GISRRS and Photogrammetry

Geospatial Raster reclassification

Often in image processing, one wishes to assign a single unique number to a particular range of raster values, for example when creating different types of masks. In remote sensing, this method of converting pixel values into classes is called threshold classification.
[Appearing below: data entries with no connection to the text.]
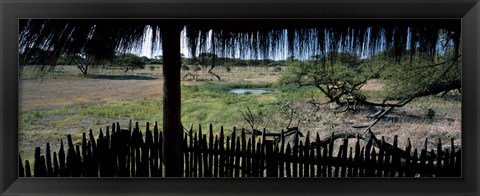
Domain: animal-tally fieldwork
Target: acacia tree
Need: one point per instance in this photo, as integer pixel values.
(130, 61)
(209, 61)
(336, 75)
(253, 38)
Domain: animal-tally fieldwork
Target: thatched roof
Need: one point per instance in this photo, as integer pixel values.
(260, 38)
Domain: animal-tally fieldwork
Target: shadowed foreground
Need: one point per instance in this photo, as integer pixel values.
(128, 153)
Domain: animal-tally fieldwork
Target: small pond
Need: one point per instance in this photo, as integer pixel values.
(249, 91)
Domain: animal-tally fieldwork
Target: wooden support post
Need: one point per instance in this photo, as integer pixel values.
(171, 101)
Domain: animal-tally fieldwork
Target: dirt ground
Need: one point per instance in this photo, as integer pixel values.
(44, 94)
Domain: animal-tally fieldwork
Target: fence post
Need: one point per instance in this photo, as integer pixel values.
(271, 162)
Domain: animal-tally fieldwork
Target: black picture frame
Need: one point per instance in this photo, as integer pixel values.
(11, 11)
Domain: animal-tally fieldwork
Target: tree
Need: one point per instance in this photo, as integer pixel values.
(420, 76)
(130, 61)
(208, 60)
(336, 79)
(102, 38)
(37, 56)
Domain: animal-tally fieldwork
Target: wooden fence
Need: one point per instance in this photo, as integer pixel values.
(129, 153)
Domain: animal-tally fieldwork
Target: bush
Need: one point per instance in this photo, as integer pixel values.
(430, 113)
(152, 67)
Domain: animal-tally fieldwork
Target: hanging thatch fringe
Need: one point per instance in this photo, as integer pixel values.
(244, 38)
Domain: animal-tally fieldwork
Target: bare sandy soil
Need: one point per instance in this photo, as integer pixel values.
(45, 94)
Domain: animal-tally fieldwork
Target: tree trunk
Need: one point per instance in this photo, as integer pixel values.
(171, 102)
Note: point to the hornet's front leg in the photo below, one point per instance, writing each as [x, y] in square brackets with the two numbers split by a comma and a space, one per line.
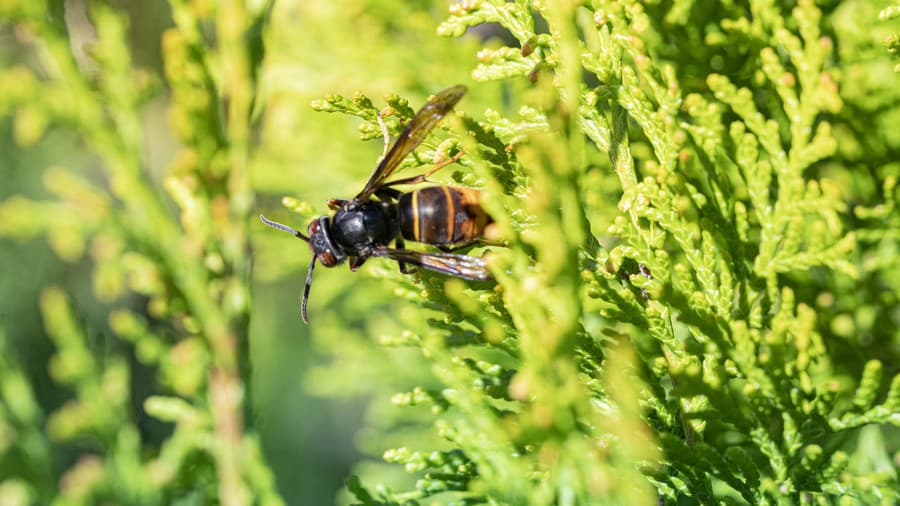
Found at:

An example of this is a water mask from satellite imagery, where pixels representing reservoirs take values of 1. The others have values of 0.

How do you do this in R? Nothing simpler than that. First we load an image using the raster function in the raster library. We will use a Sentinel satellite image taken in band 8 (infrared). We will display the loaded image:

plot(b8,col=grey.colors(255))

In a GIS software we have previously vectorized four areas where water bodies occur. We will use this layer to determine the threshold for the mask. We load the created layer with the function readOGR. With the function extract we read the pixel values for the areas with waters and write them into the variable ext:

ext = extract(b8, obszary)

The ext variable contains a list of four vectors with the read pixel values for each area:

ext

[[1]]

  [1] 274 274 276 273 266 267 269 266 275 260 273 270 266 267 266 270 272

 [18] 258 262 266 259 259 253 260 274 267 267 267 268 265 266 264 258 265

…

[[2]]

  [1] 264 262 261 256 258 264 261 256 256 260 262 255 258 256 256 256 256

 [18] 258 258 259 261 257 257 256 257 256 256 256 256 256 256 257 259 256

…

[[3]]

…

[[4]]

…

The unlist function converts the list into a single vector containing the pixel values for all areas:

ext = unlist(ext)

ext

[1] 290 296 290 288 290 286 281 276 274 276 283 285 282 281 274 268

  [17] 260 268 276 275 282 281 277 270 269 264 263 264 273 270 270 275

…

Let’s calculate the average of the values in ext:

avg = mean(ext)

The average value will be our threshold. Let’s reclassify the image pixels assuming that all values below the average take the value 1. The others will take the value 0. We will use the reclassify function. For this function, we need to define the raster that we want to reclassify and the vector of change in value, which is of the form:

c(left_threshold, right_threshold, new_value, left_threshold, right_threshold, new_value, …)

Thresholds can be infinite values defined as -Inf and Inf. Finally, we create our mask using the expression:

mask = reclassify(b8,c(-Inf,avg,1,avg,Inf,0))

Show result:

plot(mask)

We have obtained a mask of water bodies based on near infrared satellite imagery. We can use this tool to create arbitrary masks for different types of raster data.